NumTrypticEnds (number of tryptic cleavage sites)
- This is the number of terminii that conform to the expected cleavage behavior of trypsin (i.e. C-terminal to R and K). Note that K-P and R-P do not qualify as tryptic cleavages because of the proline rule. However, the protein N-terminus and protein C-terminus do count as tryptic cleavage sites. Values can be 0, 1, or 2:
- 0 = Non tryptic
- 1 = Partially tryptic
- 2 = Fully tryptic
- For more information, including examples of various tryptic states, see the Cleavage State page.
DelM_PPM
- Mass Difference (in ppm) between the observed parent ion and the computed mass of the identified peptide. This value is automatically corrected if the second or third isotope is chosen for fragmentation.
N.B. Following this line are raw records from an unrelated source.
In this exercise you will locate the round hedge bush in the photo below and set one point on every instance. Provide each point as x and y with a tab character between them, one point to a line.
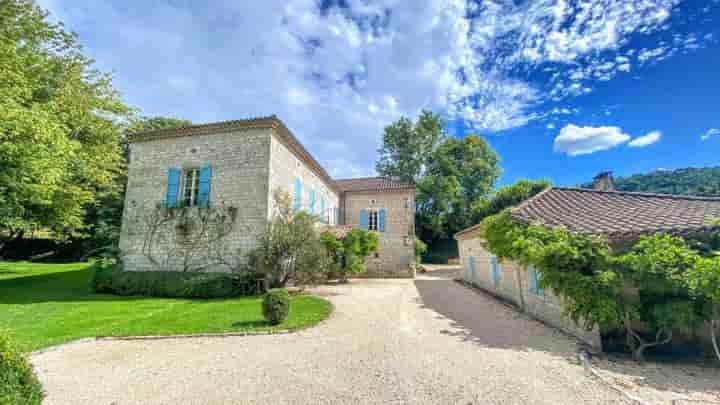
276	305
18	384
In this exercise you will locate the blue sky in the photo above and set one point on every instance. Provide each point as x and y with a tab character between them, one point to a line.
561	89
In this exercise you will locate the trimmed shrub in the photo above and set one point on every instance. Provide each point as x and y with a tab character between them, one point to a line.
171	284
276	305
18	384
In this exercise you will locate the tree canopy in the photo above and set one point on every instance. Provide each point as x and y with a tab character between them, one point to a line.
59	138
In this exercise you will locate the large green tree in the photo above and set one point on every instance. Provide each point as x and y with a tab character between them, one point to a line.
453	176
59	138
408	147
460	174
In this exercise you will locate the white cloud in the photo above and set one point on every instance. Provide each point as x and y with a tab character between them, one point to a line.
645	140
574	140
709	133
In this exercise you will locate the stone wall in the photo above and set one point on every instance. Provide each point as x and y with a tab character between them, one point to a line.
285	167
514	288
396	253
240	163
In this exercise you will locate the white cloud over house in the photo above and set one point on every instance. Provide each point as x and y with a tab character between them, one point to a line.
575	140
645	140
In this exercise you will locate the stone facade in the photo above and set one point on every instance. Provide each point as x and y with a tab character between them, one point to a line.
513	285
396	254
249	160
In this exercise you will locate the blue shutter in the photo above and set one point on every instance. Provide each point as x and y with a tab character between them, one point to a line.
311	201
364	219
532	280
323	214
297	197
171	194
204	187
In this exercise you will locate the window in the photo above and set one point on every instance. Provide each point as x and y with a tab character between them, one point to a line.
190	187
373	220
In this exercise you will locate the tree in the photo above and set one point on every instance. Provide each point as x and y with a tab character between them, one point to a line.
408	147
349	253
461	173
290	248
59	141
508	196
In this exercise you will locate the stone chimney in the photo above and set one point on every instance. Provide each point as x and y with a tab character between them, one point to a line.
604	182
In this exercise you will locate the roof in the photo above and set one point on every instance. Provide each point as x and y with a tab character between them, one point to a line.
373	184
270	122
618	214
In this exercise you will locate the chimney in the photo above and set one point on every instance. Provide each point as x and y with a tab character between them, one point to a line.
604	182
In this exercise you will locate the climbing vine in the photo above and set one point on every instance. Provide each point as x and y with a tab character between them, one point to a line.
660	281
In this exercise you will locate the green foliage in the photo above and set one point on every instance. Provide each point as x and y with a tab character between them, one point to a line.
688	181
290	248
348	255
59	141
109	279
652	283
509	196
459	175
276	305
408	147
18	384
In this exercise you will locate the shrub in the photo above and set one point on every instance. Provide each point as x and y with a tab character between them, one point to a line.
276	305
18	384
171	284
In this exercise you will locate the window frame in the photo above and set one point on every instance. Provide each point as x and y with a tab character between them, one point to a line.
191	200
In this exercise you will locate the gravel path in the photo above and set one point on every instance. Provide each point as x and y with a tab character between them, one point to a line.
423	341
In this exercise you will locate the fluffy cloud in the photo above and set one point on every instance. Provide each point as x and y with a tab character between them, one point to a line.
709	133
574	140
351	67
645	140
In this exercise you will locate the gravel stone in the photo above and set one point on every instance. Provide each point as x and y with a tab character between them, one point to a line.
423	341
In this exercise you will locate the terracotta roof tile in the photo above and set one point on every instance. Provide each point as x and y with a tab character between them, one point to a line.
617	213
373	184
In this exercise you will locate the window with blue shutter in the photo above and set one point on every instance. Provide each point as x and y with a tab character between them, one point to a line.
171	194
364	219
204	187
297	195
323	214
495	269
311	201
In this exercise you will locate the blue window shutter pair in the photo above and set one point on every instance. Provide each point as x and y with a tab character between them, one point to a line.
204	187
297	197
311	201
323	214
364	220
171	194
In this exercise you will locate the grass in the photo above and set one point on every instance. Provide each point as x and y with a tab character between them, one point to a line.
48	304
In other words, if the non-corrected DelM value is 1.05 Da, then the DelM_PPM value for a 1500 Da peptide is reported as 33 ppm and not 700 ppm.
```
DelM_Corrected = 1.05 - 1 = 0.05 Da
DelM_PPM = 0.05 / (1500 / 1E6) = 33 ppm
```

Old Columns

PassFilt
- This score is not calculated by SEQUEST, but is calculated from syn-fht summary generator using Xcorr, delcn, RankXc and the number of tryptic termini. This score is need for the PNNL confidence discriminant, but most peptides passing the Yates criteria, also should pass this filter. Only one or zero appears in this column.
MScore
- This score measures whether the peptide under consideration has fragmentation pattern that is consistent with that observed for high confident peptide assignments. It is an empirical measure and not derived from SEQUEST scores. As rough guide, MScore > 10 qualifies as a good score.